None of the Catholic lawmakers interviewed Wednesday said they hesitated to attend Thursday's celebration of Mass. This event, they said, is about bigger themes and values, such as hope and compassion.
"Pope Benedict's historic visit is an important opportunity for Catholics and for all Americans to reflect on the ways we can contribute to the common good, address global issues of poverty, disease and despair," said Sen.
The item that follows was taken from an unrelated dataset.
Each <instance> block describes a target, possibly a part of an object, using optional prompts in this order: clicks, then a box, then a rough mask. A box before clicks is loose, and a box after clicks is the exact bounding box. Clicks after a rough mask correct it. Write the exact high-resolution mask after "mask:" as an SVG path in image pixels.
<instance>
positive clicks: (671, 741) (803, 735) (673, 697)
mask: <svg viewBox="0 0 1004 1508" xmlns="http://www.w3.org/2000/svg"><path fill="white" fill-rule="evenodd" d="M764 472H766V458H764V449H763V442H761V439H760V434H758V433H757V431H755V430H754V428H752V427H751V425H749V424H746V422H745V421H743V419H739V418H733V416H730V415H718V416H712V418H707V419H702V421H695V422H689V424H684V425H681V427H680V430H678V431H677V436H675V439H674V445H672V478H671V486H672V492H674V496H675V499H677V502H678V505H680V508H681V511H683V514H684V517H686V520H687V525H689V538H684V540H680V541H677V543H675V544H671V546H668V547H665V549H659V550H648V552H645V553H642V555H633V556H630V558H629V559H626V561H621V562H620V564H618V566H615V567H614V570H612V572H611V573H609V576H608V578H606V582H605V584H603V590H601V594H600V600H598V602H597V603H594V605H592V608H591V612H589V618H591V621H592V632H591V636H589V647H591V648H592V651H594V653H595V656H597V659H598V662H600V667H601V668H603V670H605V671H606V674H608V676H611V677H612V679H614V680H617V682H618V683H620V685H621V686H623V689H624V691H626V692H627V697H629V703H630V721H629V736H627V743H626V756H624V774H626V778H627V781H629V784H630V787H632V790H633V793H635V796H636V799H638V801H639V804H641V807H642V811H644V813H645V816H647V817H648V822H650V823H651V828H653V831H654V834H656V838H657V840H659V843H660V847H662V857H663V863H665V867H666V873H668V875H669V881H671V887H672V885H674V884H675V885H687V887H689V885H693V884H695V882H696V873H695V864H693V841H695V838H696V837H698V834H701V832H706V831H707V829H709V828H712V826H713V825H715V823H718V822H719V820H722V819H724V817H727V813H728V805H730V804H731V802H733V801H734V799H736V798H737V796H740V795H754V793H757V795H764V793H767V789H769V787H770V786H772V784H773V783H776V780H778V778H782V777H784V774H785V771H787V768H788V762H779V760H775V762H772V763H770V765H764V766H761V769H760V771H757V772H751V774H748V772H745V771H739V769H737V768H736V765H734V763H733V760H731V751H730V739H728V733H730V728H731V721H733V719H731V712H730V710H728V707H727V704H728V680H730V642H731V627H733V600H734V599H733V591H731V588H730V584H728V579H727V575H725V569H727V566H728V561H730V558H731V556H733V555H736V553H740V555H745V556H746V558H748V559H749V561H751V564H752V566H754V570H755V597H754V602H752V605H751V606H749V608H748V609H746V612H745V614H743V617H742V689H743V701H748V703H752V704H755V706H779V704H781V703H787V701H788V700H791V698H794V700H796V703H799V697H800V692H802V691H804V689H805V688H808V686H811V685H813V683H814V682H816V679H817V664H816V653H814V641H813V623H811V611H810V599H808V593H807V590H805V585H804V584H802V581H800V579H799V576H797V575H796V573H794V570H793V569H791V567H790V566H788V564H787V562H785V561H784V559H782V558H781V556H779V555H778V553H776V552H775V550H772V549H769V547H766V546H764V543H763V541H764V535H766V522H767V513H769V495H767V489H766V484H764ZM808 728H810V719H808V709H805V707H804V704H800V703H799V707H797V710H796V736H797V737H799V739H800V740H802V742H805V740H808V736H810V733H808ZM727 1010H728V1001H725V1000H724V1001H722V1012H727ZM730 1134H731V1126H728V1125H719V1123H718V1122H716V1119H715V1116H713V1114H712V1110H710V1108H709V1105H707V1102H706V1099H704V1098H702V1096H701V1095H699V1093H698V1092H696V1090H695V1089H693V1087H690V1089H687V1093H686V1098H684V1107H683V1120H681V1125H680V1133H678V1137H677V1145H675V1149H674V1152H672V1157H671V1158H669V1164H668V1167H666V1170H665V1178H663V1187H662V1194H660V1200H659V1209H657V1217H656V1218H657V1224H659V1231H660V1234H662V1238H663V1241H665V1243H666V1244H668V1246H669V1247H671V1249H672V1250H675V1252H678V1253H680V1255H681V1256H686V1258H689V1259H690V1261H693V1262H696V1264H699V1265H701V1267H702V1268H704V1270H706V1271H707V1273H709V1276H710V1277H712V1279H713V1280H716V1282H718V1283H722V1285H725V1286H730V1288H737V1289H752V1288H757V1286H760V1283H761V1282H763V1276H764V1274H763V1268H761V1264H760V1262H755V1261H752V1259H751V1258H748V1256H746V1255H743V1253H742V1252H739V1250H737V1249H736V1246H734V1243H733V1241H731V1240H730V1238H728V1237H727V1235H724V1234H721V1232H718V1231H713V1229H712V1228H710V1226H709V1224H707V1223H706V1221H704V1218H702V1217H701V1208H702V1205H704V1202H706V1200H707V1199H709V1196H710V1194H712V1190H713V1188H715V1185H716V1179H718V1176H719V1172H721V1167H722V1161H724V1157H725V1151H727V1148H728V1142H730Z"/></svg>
John Kerry, D-Mass., whose views in 2004 led several Midwestern bishops to say they would deny the Democratic presidential nominee Communion.
"In a nation and a world facing such extraordinary and daunting challenges, the pope's visit promises hope, inspiration and great wisdom," Kerry said in a statement.
Only a few of the more than 250 U.S. bishops have said they would withhold Communion from Catholic lawmakers who support abortion rights. Most American prelates say parishioners must search their own consciences to decide whether they should receive the sacrament.
During the 2004 U.S. presidential election, Benedict, who was at that time Cardinal Joseph Ratzinger, said the sacrament could be withheld under some circumstances.
Last May, when a reporter pressed Benedict on whether he agreed that Catholic politicians who had recently legalized abortion in Mexico City should be considered excommunicated, his response was, "Yes."
Benedict's spokesman, the Rev. Federico Lombardi, later said the pope was not setting a new policy and did not intend to formally excommunicate anyone. But Lombardi added that politicians who vote in favor of abortion should refrain from receiving Holy Communion.
Not this time.
"There's a time for celebrating who we are as Catholics, and this is one of those times," said Rep. Jose Serrano, D-N.Y.
"The leader of my church and a head of state is visiting my country, my city where I work, in a brand new ballpark," he added. "There is a great sense of excitement."
AP Religion Writer Rachel Zoll contributed to this report.